No more so than in the case of the Hound. 

Yes, yes, we all knew he was coming back. Meribald in the books talks about him. His horse is outside the sept-monastery-tower that Brienne encounters. Yes yes yes yes, sure. But look how they did it! Guys! This past week's Game of Thrones was a Western of Eastwoodian dimensions! The brutal enforcer, world-weary and wary of his own past (but warier still of giving in wholly to the new peace which surrounds him), out on the frontier, helping settlers while remaining aloof, counselled by another former swordslinger with his own reprehensible past but a genuine (if imperfect) conversion to provide a hopeful model for our hero... is, despite his objections that he's done with that old life (and that he really doesn't care all too much for this new life, although he also doesn't seem to be in any hurry to leave it), confronted by an outlaw band of no allegiance, one which most likely recognizes him from his mottled past, whose actions destroy his new peace and its adherent women and children, and eventually, once he is left no choice but to waste and mourn or just lay waste... he grabs his axe.

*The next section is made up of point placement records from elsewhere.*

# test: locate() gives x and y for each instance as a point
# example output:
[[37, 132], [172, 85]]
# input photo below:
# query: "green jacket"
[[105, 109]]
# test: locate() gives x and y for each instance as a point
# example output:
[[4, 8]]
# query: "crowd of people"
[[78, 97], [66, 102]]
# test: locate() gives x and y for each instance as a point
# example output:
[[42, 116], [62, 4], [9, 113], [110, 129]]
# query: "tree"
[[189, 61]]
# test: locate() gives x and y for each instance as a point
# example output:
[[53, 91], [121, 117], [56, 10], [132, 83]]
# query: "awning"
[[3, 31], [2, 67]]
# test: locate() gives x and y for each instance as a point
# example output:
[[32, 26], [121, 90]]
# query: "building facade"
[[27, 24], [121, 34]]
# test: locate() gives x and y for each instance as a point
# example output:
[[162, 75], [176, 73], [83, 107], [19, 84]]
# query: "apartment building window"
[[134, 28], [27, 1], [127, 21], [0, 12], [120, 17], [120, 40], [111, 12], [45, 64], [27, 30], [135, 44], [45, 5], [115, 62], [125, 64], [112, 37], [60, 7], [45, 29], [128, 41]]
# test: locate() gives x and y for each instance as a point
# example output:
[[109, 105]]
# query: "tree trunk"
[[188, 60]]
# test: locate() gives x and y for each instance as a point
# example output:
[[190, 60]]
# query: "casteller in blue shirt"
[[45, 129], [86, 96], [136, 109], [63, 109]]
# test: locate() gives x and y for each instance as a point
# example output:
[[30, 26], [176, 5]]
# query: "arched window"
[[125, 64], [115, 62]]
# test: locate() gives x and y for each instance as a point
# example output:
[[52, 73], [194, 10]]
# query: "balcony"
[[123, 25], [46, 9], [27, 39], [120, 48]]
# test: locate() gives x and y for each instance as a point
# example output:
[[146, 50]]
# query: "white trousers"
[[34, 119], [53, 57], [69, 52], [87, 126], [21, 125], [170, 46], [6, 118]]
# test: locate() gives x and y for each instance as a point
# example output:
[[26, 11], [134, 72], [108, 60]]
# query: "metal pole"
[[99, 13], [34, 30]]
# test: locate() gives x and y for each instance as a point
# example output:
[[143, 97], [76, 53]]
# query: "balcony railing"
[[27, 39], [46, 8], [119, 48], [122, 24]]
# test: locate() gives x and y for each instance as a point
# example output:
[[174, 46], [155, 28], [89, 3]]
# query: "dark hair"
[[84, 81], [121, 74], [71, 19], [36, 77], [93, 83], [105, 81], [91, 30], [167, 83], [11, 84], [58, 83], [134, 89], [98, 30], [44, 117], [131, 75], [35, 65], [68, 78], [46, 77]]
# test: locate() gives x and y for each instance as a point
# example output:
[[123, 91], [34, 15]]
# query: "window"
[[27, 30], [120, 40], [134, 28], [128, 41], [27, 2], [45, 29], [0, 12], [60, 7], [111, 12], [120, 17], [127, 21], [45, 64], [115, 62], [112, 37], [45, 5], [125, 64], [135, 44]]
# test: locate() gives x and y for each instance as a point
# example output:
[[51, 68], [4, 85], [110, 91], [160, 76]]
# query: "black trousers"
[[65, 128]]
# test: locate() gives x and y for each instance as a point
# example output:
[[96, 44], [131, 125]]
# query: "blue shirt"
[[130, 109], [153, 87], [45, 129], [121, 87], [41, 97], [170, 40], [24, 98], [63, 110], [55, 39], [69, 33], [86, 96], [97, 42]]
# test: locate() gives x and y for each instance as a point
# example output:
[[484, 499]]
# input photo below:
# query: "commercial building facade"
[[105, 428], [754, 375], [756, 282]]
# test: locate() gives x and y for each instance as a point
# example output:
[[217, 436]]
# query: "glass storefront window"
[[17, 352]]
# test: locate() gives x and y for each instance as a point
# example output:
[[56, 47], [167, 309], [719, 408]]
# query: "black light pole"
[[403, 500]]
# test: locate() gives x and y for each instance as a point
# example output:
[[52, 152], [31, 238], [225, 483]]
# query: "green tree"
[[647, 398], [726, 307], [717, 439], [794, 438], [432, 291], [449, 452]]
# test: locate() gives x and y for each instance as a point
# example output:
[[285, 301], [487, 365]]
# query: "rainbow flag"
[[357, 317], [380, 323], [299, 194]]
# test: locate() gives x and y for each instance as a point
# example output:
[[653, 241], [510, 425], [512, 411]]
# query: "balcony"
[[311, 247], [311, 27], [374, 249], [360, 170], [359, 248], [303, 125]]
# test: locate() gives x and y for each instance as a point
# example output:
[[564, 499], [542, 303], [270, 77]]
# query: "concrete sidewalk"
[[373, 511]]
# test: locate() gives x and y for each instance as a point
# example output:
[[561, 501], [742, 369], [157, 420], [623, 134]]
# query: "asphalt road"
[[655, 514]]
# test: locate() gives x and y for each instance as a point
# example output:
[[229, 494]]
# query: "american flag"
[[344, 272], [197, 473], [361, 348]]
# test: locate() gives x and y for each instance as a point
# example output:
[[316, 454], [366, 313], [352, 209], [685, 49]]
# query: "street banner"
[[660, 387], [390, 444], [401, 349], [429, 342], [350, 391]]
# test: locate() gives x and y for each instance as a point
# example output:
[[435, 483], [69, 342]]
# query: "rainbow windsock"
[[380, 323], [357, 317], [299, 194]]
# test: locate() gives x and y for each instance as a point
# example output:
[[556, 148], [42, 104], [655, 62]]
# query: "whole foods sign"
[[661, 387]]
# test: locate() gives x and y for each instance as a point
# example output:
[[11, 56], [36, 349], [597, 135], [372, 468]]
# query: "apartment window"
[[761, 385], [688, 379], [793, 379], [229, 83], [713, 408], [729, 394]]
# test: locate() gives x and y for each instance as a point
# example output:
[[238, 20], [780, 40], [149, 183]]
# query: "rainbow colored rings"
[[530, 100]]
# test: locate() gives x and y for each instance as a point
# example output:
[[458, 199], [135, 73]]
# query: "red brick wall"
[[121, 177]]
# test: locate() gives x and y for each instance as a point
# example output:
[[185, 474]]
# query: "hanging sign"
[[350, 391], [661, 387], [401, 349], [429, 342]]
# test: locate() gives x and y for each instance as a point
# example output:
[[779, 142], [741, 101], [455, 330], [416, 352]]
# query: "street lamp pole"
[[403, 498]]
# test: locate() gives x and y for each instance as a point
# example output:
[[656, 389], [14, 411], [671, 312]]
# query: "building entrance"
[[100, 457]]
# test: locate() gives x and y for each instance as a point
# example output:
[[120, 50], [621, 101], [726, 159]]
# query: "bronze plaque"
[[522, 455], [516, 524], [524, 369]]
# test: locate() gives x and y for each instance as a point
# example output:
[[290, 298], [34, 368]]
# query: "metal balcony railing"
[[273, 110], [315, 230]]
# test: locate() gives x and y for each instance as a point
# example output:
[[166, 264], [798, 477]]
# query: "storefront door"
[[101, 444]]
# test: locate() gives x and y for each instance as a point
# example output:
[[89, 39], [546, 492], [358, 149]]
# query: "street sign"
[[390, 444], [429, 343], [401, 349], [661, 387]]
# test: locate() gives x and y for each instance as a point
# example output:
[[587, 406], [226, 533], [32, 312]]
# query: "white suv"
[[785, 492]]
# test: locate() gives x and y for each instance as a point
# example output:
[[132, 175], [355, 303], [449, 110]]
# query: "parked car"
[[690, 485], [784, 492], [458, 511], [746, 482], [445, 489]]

Perhaps most satisfying, the Western tropes scattered throughout the Hound's new storyline are mirrored throughout the episode—in 'Arya's' "I just got out and here they are, dragging me back in", in Jon and Davos and Sansa's renegotiated allegiances, in Margaery's signal to her grandmother, in Yara's whoring (and pep talks), in the swaggering showdown at Riverrun.... This episode may as well have been named "Once Upon a Time in Westeros". 

Allllright, pardner—we're getting closer to a Hound-Mountain throwdown, so let's stop reading a blog post and start hopping up and down on our heels for tonight's episode. And... DRAW!